The pixel electrode 38, which is a semi-transmissive reflective film, is formed so that metal particles are deposited very thinly on the entire surface of the pixel, or are formed such that minute hole defects, indentation defects, etc. are scattered in the surface. By transmitting the light from the light source 39 through the pixel electrode 38 and reflecting the external light such as natural light or indoor illumination light by the pixel electrode 38, the transmissive display function and the reflective display function can be realized simultaneously.
JP 7-333598 A

  However, the display device shown in FIG. 28 has the following problems. First, when the above-described semi-transmissive reflective film is formed by depositing metal particles very thinly, the metal particles are a material having a large absorption coefficient, so that the internal absorption of incident light is large, and absorbed light that is not used for display is also present. As a result, the light utilization efficiency is poor. For example, even when 100% of light is incident, only 30% of light can be used for transmission and 15% for reflection.

  On the other hand, when a film having minute hole defects, indentation defects, or the like scattered in the surface is used as the pixel electrode 38, the structure of the film is so complicated that it is difficult to control because it involves precise design conditions in manufacturing. In addition, there is a problem that it is difficult to manufacture a film having uniform characteristics. In other words, the reproducibility of electrical characteristics and optical characteristics is poor, and it has been extremely difficult to control display quality as a liquid crystal display device.

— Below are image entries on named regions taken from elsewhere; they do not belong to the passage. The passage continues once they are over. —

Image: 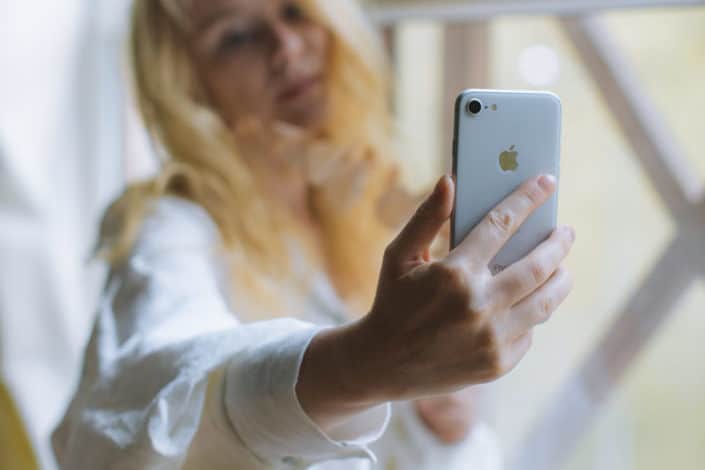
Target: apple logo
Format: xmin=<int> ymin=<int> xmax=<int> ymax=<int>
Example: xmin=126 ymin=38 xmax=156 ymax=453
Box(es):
xmin=499 ymin=145 xmax=519 ymax=171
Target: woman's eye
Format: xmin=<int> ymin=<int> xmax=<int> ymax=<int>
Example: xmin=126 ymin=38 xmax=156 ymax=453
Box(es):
xmin=220 ymin=31 xmax=257 ymax=50
xmin=282 ymin=3 xmax=306 ymax=23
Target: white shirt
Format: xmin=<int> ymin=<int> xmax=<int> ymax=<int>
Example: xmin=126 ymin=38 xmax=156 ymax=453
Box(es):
xmin=53 ymin=197 xmax=500 ymax=470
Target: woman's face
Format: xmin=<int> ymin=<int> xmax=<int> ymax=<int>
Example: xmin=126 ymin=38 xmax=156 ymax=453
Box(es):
xmin=188 ymin=0 xmax=331 ymax=129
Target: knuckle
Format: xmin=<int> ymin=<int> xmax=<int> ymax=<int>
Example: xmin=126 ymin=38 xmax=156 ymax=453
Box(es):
xmin=486 ymin=208 xmax=515 ymax=235
xmin=416 ymin=201 xmax=436 ymax=221
xmin=529 ymin=261 xmax=548 ymax=284
xmin=534 ymin=296 xmax=556 ymax=324
xmin=429 ymin=263 xmax=471 ymax=303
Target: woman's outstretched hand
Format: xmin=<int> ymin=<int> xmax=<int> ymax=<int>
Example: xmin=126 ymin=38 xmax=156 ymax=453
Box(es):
xmin=297 ymin=176 xmax=575 ymax=425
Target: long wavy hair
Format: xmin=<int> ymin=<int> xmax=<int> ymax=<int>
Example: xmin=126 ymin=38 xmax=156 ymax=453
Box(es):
xmin=102 ymin=0 xmax=410 ymax=316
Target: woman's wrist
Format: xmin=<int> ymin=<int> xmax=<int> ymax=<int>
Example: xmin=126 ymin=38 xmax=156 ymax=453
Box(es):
xmin=296 ymin=321 xmax=389 ymax=431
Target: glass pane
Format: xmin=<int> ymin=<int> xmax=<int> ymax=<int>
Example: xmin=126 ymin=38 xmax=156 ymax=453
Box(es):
xmin=605 ymin=8 xmax=705 ymax=187
xmin=390 ymin=8 xmax=705 ymax=470
xmin=566 ymin=281 xmax=705 ymax=470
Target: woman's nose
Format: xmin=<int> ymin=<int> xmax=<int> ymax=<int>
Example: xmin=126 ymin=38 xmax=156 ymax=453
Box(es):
xmin=272 ymin=23 xmax=305 ymax=72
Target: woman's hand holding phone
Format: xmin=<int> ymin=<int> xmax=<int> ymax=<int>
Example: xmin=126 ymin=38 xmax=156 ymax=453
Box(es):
xmin=364 ymin=175 xmax=575 ymax=399
xmin=297 ymin=175 xmax=575 ymax=426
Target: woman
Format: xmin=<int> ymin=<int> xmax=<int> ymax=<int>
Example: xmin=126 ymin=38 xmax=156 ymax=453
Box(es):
xmin=53 ymin=0 xmax=575 ymax=470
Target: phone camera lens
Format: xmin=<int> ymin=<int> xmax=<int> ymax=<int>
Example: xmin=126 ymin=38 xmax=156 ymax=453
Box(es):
xmin=468 ymin=99 xmax=482 ymax=116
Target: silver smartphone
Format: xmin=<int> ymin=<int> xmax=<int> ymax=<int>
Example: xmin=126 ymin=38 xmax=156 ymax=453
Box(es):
xmin=451 ymin=90 xmax=561 ymax=274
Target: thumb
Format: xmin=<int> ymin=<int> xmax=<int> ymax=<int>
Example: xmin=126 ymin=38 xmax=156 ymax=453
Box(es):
xmin=387 ymin=175 xmax=455 ymax=267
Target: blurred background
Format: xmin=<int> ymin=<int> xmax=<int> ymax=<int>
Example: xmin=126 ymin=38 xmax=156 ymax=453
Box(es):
xmin=0 ymin=0 xmax=705 ymax=470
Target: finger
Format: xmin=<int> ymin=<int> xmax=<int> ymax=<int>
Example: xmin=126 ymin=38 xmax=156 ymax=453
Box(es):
xmin=387 ymin=175 xmax=455 ymax=267
xmin=492 ymin=227 xmax=575 ymax=307
xmin=507 ymin=268 xmax=573 ymax=338
xmin=451 ymin=175 xmax=556 ymax=267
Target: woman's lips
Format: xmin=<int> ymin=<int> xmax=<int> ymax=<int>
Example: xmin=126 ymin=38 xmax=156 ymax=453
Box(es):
xmin=277 ymin=75 xmax=321 ymax=102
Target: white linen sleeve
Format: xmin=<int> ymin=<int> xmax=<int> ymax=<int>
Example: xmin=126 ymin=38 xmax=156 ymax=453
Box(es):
xmin=53 ymin=198 xmax=389 ymax=469
xmin=372 ymin=402 xmax=503 ymax=470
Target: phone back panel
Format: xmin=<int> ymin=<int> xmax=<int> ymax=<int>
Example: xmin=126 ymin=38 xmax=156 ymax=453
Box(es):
xmin=451 ymin=90 xmax=561 ymax=274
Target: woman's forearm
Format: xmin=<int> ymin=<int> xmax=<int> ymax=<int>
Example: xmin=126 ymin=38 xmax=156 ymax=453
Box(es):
xmin=296 ymin=322 xmax=391 ymax=432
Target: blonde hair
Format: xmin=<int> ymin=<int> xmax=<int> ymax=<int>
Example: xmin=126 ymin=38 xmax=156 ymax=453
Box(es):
xmin=107 ymin=0 xmax=408 ymax=314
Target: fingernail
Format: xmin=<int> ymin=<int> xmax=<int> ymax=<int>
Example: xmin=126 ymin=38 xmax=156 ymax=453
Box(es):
xmin=433 ymin=175 xmax=448 ymax=196
xmin=565 ymin=227 xmax=577 ymax=241
xmin=539 ymin=175 xmax=556 ymax=191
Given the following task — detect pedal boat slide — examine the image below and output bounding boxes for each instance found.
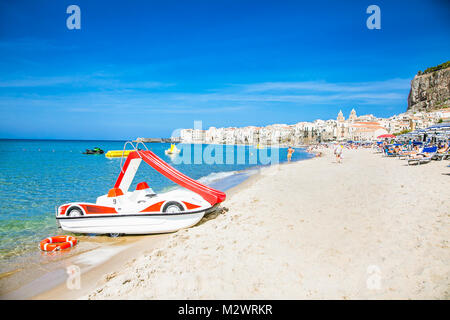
[56,142,226,236]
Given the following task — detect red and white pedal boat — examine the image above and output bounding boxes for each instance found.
[56,142,226,236]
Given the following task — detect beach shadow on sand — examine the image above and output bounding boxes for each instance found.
[191,207,228,228]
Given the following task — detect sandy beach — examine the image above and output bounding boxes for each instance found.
[36,149,450,299]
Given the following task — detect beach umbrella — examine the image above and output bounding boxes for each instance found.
[377,134,395,139]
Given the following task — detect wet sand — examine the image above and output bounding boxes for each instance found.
[80,150,450,299]
[3,150,450,299]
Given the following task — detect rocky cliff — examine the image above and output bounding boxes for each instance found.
[407,63,450,112]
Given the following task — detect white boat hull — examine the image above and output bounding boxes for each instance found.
[57,210,206,234]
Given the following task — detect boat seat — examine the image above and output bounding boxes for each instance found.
[128,182,156,203]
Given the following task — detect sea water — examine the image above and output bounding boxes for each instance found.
[0,140,311,273]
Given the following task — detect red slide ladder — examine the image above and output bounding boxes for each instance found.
[114,150,226,206]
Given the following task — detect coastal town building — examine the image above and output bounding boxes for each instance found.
[180,108,442,145]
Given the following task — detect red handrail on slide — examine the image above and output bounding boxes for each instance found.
[114,150,226,205]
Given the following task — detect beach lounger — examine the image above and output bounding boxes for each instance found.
[408,147,437,166]
[433,150,450,161]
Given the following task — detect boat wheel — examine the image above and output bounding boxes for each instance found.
[67,208,83,217]
[163,201,184,213]
[109,233,120,238]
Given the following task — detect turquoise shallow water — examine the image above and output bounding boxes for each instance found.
[0,140,310,272]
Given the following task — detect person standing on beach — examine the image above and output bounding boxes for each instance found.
[288,147,295,162]
[334,143,344,163]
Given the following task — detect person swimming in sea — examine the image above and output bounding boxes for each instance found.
[288,147,295,162]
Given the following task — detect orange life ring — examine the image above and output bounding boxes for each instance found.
[39,236,78,251]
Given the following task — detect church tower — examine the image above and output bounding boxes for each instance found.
[348,109,357,122]
[337,110,345,122]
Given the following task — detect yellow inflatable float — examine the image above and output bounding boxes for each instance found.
[105,150,134,158]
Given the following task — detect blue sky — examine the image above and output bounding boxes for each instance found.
[0,0,450,139]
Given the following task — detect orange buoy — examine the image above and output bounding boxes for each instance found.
[39,236,78,251]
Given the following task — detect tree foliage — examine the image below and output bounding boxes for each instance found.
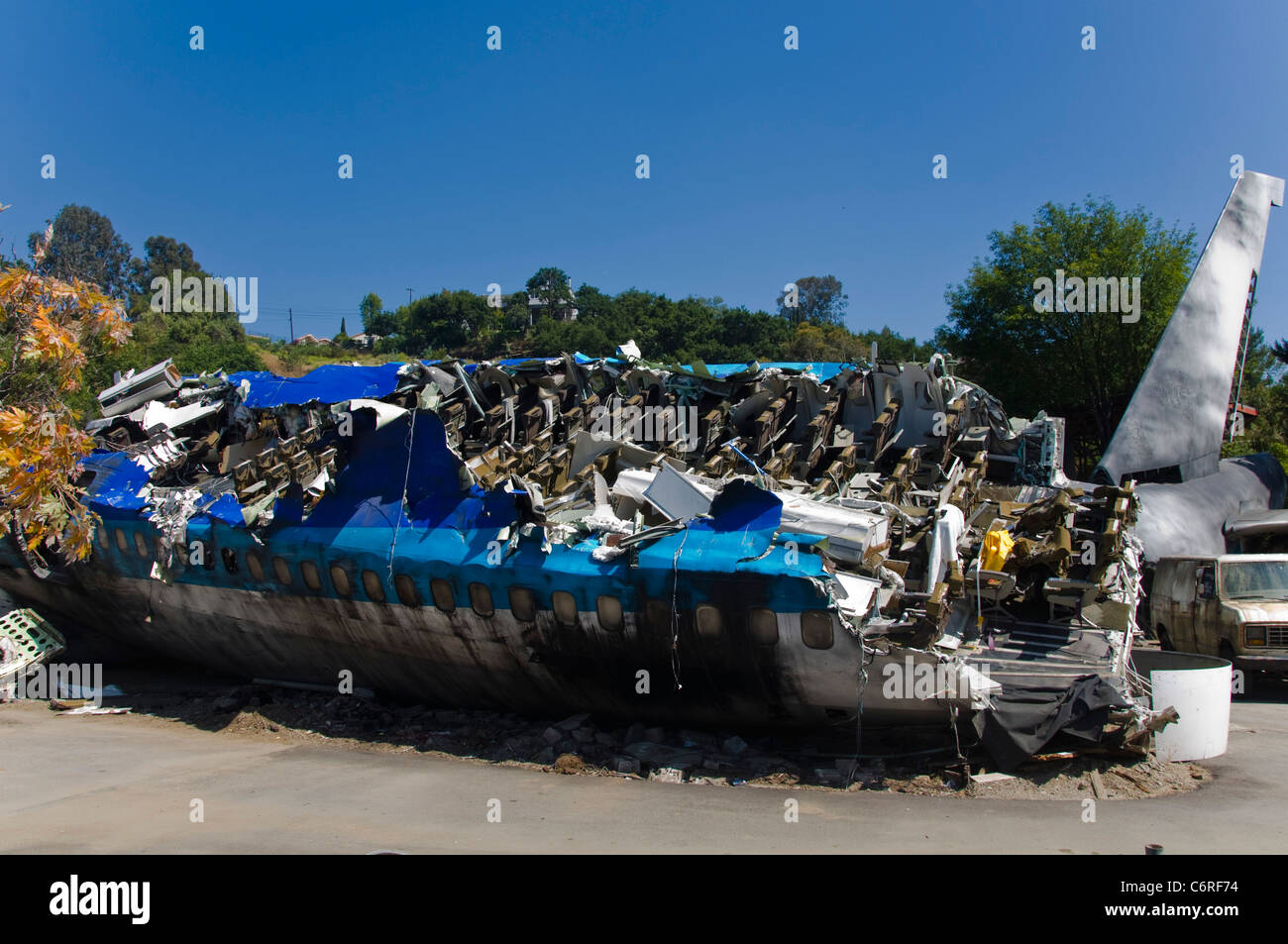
[27,203,136,299]
[0,212,130,561]
[936,198,1194,473]
[778,275,850,325]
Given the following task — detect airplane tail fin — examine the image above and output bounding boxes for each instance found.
[1092,171,1284,484]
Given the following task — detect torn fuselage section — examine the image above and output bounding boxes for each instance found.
[0,345,1164,762]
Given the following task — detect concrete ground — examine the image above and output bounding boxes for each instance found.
[0,679,1288,855]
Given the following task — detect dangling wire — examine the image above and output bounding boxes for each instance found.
[671,528,690,691]
[389,409,416,583]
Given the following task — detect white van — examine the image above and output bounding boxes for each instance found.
[1149,554,1288,673]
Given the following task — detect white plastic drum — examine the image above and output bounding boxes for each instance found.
[1132,649,1232,760]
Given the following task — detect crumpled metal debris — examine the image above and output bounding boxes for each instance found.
[72,343,1169,762]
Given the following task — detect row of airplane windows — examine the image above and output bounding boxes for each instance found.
[98,528,833,649]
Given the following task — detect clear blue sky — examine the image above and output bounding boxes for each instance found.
[0,1,1288,340]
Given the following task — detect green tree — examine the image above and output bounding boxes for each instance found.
[86,236,263,390]
[27,203,134,299]
[527,266,574,313]
[778,275,850,325]
[395,288,494,357]
[358,292,398,338]
[935,198,1194,475]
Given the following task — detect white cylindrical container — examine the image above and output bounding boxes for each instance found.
[1132,649,1232,761]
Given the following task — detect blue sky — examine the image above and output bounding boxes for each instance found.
[0,1,1288,339]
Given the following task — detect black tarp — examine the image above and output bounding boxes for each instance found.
[975,675,1128,769]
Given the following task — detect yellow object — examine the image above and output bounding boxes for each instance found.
[979,531,1015,571]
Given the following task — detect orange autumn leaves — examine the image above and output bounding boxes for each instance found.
[0,215,130,561]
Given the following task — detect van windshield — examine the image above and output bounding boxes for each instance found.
[1221,561,1288,600]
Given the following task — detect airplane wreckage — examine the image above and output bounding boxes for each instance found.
[0,175,1283,765]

  For example, in recent years, if a thin film transistor (TFT) generally used as a switching element of a liquid crystal display device is to be adopted in the above-described conventional technology, an electrode for forming an auxiliary capacitor in a pixel is formed by another electrode / wiring material. However, when a transflective film is used as the pixel electrode as in the prior art, there is a problem that it is not suitable for forming an auxiliary capacitor. Further, even when the pixel electrode is formed so as to cover these wirings and elements through the insulating layer, there is a problem that it is difficult to contribute to the improvement of the aperture ratio because the transmissive component coexists. Further, since light excitation current is generated when light is incident on the semiconductor layer of the switching element such as MIM or TFT, even if the semi-transmissive reflective film is used as the light shielding layer, it is necessary to provide a light shielding film on the opposite substrate side. It was.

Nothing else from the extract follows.